The OrCam MyEye 2 magnetically attaches to the frame of your glasses. We got to try on a pair of glasses with the device attached and were impressed with how light it was.
With it’s integrated 15MP camera, it can read any text, recognize new and saved faces, products (currently over 2 million stored barcodes), currency, and more. Two LED lights assist the camera with illumination.
The AI-driven device translates the visuals it captures into audio in real time using natural language processing (NLP). The audio is output through the integrated HD speaker, but the MyEye 2 can also connect to Bluetooth speakers, earphones, or hearing aids.
OrCam designed the MyEye 2 with ease of use in mind, making it accessible to people not accustomed to wearable devices. Users can choose between using pointing gestures to activate the assistive vision or letting the device follow their gaze. Both methods allow hands-free operation and require neither a smartphone, nor Wi-Fi. The entire technology is packed into the wearable.

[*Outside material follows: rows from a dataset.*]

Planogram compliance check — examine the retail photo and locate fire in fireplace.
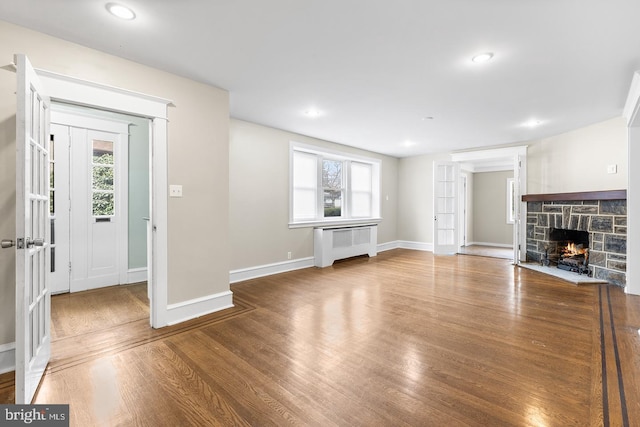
[558,242,589,274]
[542,228,590,275]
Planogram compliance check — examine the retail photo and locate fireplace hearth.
[540,228,592,276]
[523,192,627,286]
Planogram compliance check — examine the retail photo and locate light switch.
[169,185,182,197]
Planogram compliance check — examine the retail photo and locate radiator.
[313,225,378,267]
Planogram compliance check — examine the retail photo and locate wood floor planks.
[0,250,640,426]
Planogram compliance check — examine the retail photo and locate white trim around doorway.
[36,70,173,328]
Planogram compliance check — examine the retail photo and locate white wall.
[0,21,229,344]
[469,171,513,246]
[128,118,149,269]
[398,154,451,245]
[229,119,398,270]
[398,118,628,251]
[527,117,628,194]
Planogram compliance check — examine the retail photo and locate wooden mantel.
[522,190,627,202]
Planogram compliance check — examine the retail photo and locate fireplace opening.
[542,228,591,275]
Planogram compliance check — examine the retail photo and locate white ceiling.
[0,0,640,157]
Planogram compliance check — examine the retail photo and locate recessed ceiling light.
[471,52,493,64]
[106,3,136,21]
[304,108,322,119]
[522,119,542,128]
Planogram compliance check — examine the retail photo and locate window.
[290,143,380,226]
[91,140,115,217]
[507,178,516,224]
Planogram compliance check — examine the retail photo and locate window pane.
[93,139,113,165]
[322,159,343,217]
[322,159,342,190]
[351,162,371,191]
[93,166,113,191]
[293,188,316,219]
[292,152,318,220]
[92,192,114,216]
[293,152,318,188]
[324,190,342,217]
[351,192,372,218]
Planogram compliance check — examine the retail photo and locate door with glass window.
[433,162,460,255]
[51,112,128,293]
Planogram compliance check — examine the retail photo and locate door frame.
[50,110,136,292]
[433,160,460,255]
[36,69,173,328]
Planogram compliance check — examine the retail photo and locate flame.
[562,243,587,257]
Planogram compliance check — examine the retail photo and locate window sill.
[289,218,382,228]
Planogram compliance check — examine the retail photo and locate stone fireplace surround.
[522,190,627,286]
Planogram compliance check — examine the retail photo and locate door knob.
[27,237,44,248]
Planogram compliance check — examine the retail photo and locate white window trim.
[289,141,382,228]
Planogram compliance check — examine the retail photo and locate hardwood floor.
[458,245,513,261]
[0,250,640,426]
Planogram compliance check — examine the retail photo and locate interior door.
[15,55,51,404]
[513,154,527,264]
[433,161,460,255]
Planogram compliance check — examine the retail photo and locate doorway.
[451,145,527,264]
[37,70,172,328]
[50,103,149,294]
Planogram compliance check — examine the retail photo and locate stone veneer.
[527,200,627,286]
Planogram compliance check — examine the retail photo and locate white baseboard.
[398,240,433,252]
[467,242,513,249]
[0,342,16,374]
[378,240,400,252]
[167,291,233,325]
[127,267,147,283]
[229,257,314,283]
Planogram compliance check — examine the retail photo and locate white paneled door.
[15,55,51,404]
[433,161,460,255]
[51,112,129,294]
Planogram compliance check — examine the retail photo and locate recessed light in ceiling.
[106,3,136,21]
[471,52,493,64]
[522,119,542,128]
[304,108,322,119]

Fitting all this power into such a small device is like putting an elephant into a small closet. —Amnon Shashua, OrCam Co-Founder
The face recognition feature can store faces and remember names. This is the only information the MyEye 2 will store permanently. That said, the device does have Wi-Fi, which is needed to upload updates. On the upside, existing users will receive software updates, including new features.

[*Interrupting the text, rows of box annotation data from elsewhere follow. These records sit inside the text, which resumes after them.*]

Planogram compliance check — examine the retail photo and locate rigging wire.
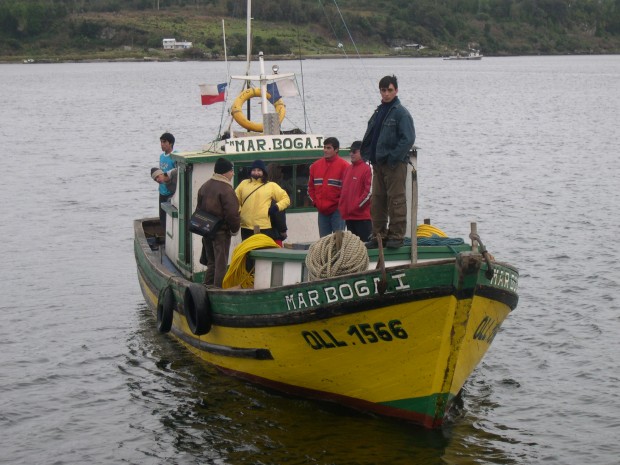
[318,0,377,102]
[297,29,312,133]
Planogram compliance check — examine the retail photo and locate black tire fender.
[183,283,212,336]
[157,286,174,333]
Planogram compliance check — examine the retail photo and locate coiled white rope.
[306,231,369,281]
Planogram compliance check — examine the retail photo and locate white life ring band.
[230,87,286,132]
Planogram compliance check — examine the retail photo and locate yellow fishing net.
[416,224,448,237]
[222,234,280,289]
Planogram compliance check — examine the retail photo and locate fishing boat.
[444,50,483,60]
[134,1,518,428]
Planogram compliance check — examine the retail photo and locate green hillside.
[0,0,620,61]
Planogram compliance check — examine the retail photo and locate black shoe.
[364,237,379,249]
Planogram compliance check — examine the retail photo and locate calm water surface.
[0,56,620,465]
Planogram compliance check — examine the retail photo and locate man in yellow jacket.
[235,160,291,240]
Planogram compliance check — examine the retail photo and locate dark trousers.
[347,220,372,242]
[202,231,230,287]
[159,194,172,231]
[370,163,407,240]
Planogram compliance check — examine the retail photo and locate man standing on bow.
[308,137,349,237]
[196,158,241,287]
[338,140,372,242]
[157,132,176,230]
[361,76,415,249]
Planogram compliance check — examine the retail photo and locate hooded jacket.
[308,155,349,215]
[361,97,415,166]
[338,160,372,221]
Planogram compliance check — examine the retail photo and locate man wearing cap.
[196,158,240,287]
[338,140,372,242]
[361,76,415,249]
[153,132,176,229]
[308,137,349,237]
[235,160,291,240]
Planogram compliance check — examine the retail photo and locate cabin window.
[235,163,312,211]
[271,262,284,287]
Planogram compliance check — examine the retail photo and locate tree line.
[0,0,620,54]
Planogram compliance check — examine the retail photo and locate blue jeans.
[319,210,345,237]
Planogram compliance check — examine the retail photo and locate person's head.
[379,75,398,103]
[323,137,340,160]
[151,168,166,184]
[213,158,234,181]
[267,163,282,184]
[159,132,174,153]
[349,140,362,163]
[250,160,267,182]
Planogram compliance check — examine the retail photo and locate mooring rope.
[306,231,369,281]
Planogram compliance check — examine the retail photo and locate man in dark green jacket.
[361,76,415,249]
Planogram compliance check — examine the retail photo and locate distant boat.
[444,50,482,60]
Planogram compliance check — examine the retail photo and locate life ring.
[230,87,286,132]
[157,286,174,333]
[183,283,212,336]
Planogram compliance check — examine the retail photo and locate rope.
[306,231,369,281]
[416,224,448,237]
[222,234,280,289]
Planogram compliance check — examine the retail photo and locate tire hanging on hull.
[183,283,212,336]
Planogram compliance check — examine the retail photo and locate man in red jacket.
[308,137,349,237]
[338,140,372,242]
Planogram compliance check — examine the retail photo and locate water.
[0,56,620,465]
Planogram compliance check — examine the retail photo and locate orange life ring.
[230,87,286,132]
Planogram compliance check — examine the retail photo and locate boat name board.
[224,134,324,154]
[490,268,519,293]
[284,273,410,310]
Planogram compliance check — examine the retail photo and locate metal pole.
[411,147,418,265]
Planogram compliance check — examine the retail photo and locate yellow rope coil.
[222,234,280,289]
[416,224,448,237]
[306,231,369,281]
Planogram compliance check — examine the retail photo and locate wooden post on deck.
[411,148,418,265]
[469,223,478,252]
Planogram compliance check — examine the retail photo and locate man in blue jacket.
[157,132,176,230]
[361,76,415,249]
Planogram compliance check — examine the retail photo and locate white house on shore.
[162,39,192,50]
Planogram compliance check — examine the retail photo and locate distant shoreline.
[0,53,620,65]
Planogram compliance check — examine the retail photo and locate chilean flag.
[199,83,227,105]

The battery life for continuous reading is around two hours. In standby or idle mode, the MyEye 2 will last for two to three weeks. Charging the devices takes around 40 minutes and the device works while charging.
While the price of USD 4,500 may not seem accessible, it’s comparable to the price of a good pair of hearing aids. Moreover, health insurances in Europe and the US already cover the cost of the MyEye 2 for people with a visual impairment. In the US, veterans are eligible to receive the device through the Department for Veteran Affairs.